Torchess is a pure CUDA-based PyTorch extension for chess, designed for reinforcement learning applications. It provides a minimal, low-level interface for managing chess environments efficiently on the GPU.
- Fully implemented in CUDA for fast execution.
- Simple and minimalistic interface.
- Designed for reinforcement learning environments.
- Supports batched operations across multiple environments.
Create a virtual environment and install the package:
python3 -m venv venv
source venv/bin/activate
pip install torchessboards, players = init(envs: int)- Input:
envs: Number of environments (games) to initialize.
- Output:
boards: A tensor of shape(envs, 100)representing chess boards initialized to the starting position.players: A tensor of shape(envs,)indicating the current player to move (0 for white).
boards, players = reset(boards: torch.Tensor, players: torch.Tensor, mask: torch.Tensor | None = None)- Input:
boards: Current board states.players: Current players.mask(optional): Boolean tensor indicating which environments should be reset.
- Output:
- Resets selected boards to the starting position. If
maskisNone, all boards are reset.
- Resets selected boards to the starting position. If
step(boards: torch.Tensor, actions: torch.Tensor, players: torch.Tensor, dones: torch.Tensor, rewards: torch.Tensor)- Input:
boards: Current board states.actions: Tensor of moves to apply.players: Current players.dones: Tensor indicating which environments have ended.rewards: Tensor storing rewards.
- Effect:
- Advances each game by one step.
- Updates
boards,players,dones, andrewardsin place.
Note: Any additional structure (e.g., Gym compatibility) should be implemented separately. This is a low-level interface for RL applications.
A chessboard is represented as a 100-element tensor:
- First 64 elements: Piece positions (8×8 board).

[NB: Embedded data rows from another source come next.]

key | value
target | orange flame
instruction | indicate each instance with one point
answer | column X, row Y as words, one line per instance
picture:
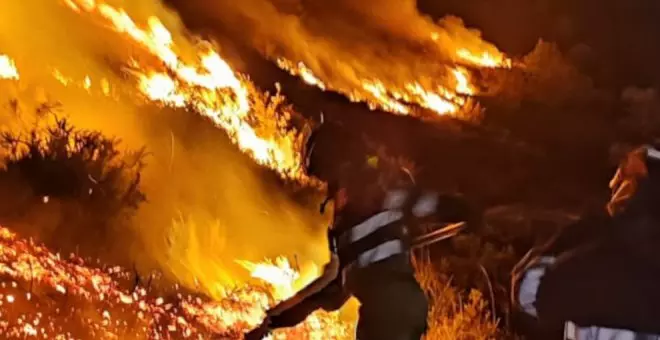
column 8, row 68
column 207, row 86
column 42, row 292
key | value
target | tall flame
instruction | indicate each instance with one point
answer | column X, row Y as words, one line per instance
column 207, row 86
column 442, row 96
column 8, row 68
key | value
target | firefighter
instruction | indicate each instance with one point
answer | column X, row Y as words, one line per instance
column 598, row 279
column 377, row 207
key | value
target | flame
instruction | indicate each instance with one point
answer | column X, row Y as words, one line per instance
column 442, row 96
column 56, row 298
column 398, row 100
column 207, row 86
column 484, row 59
column 8, row 68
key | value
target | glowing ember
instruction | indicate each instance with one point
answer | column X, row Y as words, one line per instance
column 442, row 95
column 8, row 68
column 207, row 85
column 42, row 293
column 484, row 59
column 394, row 99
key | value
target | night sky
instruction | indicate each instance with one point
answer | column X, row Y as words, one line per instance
column 623, row 35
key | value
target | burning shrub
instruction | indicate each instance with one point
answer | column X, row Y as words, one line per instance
column 76, row 183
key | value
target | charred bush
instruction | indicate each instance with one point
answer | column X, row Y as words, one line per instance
column 69, row 187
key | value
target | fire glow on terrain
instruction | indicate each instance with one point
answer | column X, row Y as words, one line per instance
column 47, row 296
column 441, row 97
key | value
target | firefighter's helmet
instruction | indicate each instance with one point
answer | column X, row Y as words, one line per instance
column 636, row 182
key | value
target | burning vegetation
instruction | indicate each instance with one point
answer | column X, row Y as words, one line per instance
column 45, row 294
column 388, row 56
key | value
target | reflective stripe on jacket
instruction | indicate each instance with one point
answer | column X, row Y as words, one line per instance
column 385, row 233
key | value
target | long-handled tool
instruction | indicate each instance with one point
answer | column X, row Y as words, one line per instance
column 438, row 235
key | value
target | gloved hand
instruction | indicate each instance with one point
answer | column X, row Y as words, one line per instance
column 260, row 332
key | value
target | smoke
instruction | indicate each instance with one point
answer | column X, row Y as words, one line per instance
column 207, row 203
column 347, row 42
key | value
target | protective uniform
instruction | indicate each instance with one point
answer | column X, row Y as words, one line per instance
column 598, row 279
column 370, row 242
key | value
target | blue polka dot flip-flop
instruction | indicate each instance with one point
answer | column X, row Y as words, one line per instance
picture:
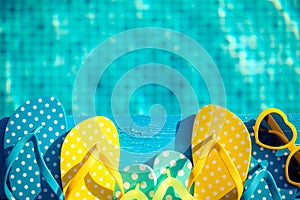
column 3, row 123
column 172, row 170
column 221, row 151
column 257, row 175
column 32, row 144
column 276, row 167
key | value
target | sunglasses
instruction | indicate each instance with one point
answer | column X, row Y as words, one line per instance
column 272, row 130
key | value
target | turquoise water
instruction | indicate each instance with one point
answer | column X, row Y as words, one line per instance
column 254, row 44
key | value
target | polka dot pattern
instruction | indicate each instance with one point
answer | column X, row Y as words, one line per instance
column 98, row 183
column 179, row 167
column 214, row 181
column 25, row 178
column 276, row 166
column 138, row 174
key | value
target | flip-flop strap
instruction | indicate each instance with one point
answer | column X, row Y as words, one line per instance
column 135, row 194
column 176, row 184
column 231, row 168
column 195, row 172
column 40, row 161
column 254, row 183
column 85, row 168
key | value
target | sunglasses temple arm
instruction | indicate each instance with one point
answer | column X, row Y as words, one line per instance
column 274, row 125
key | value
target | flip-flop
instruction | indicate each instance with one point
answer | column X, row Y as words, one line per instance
column 276, row 166
column 221, row 151
column 32, row 143
column 259, row 175
column 172, row 170
column 3, row 123
column 89, row 160
column 138, row 181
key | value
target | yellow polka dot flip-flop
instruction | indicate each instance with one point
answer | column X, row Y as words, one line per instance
column 89, row 160
column 221, row 150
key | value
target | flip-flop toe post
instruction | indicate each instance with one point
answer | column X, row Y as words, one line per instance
column 89, row 159
column 138, row 181
column 221, row 150
column 172, row 170
column 32, row 143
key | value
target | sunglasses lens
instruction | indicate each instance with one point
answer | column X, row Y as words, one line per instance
column 273, row 131
column 294, row 167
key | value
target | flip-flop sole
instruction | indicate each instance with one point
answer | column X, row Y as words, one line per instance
column 179, row 167
column 98, row 183
column 214, row 181
column 138, row 175
column 25, row 178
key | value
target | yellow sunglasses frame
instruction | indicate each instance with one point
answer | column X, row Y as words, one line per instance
column 290, row 145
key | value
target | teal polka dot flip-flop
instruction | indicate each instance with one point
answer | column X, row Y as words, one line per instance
column 172, row 170
column 32, row 144
column 3, row 123
column 275, row 166
column 138, row 178
column 259, row 176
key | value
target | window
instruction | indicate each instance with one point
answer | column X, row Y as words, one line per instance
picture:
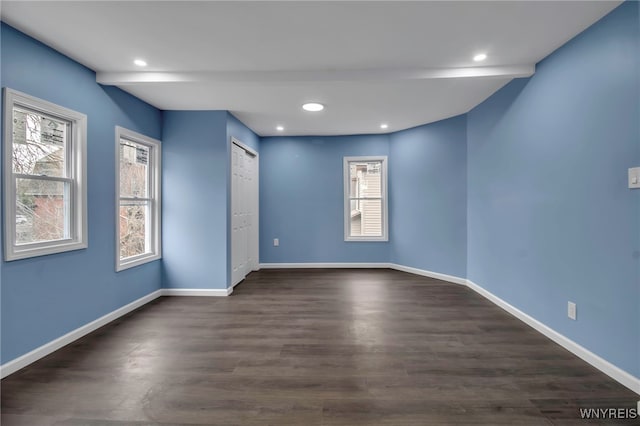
column 45, row 187
column 365, row 199
column 138, row 204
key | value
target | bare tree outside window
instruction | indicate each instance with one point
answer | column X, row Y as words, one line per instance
column 134, row 201
column 38, row 153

- Last 36 elements: Additional game state information.
| Piece | Value |
|---|---|
| Empty | 0 |
| White Pawn | 1 |
| White Knight | 2 |
| White Bishop | 3 |
| White Rook | 4 |
| White Queen | 5 |
| White King | 6 |
| Black Pawn | 7 |
| Black Knight | 8 |
| Black Bishop | 9 |
| Black Rook | 10 |
| Black Queen | 11 |
| Black King | 12 |
| Description | Index |
|---|---|
| White king moved | 64 |
| Black king moved | 65 |
| White kingside rook moved | 66 |
| Black kingside rook moved | 67 |
| White queenside rook moved | 68 |
| Black queenside rook moved | 69 |
| White previous move | 70 |
| White move before that | 75 |
| Black previous move | 80 |
| Black move before that | 85 |
| White king position | 90 |
| Black king position | 92 |
| Rule 50 counter | 94 |
| Threefold repetition counter | 95 |
Actions are encoded using algebraic notation, specifying:
- Source position (
row, col) - Target position (
row, col) - Special move flag (optional, fifth element)
| Move Type | Value |
|---|---|
| Normal move | 0 |
| King-side castling | 1 |
| Queen-side castling | 2 |
| Queen promotion | 3 |
| Rook promotion | 4 |
| Bishop promotion | 5 |
| Knight promotion | 6 |
- Games terminate when a player makes an invalid move.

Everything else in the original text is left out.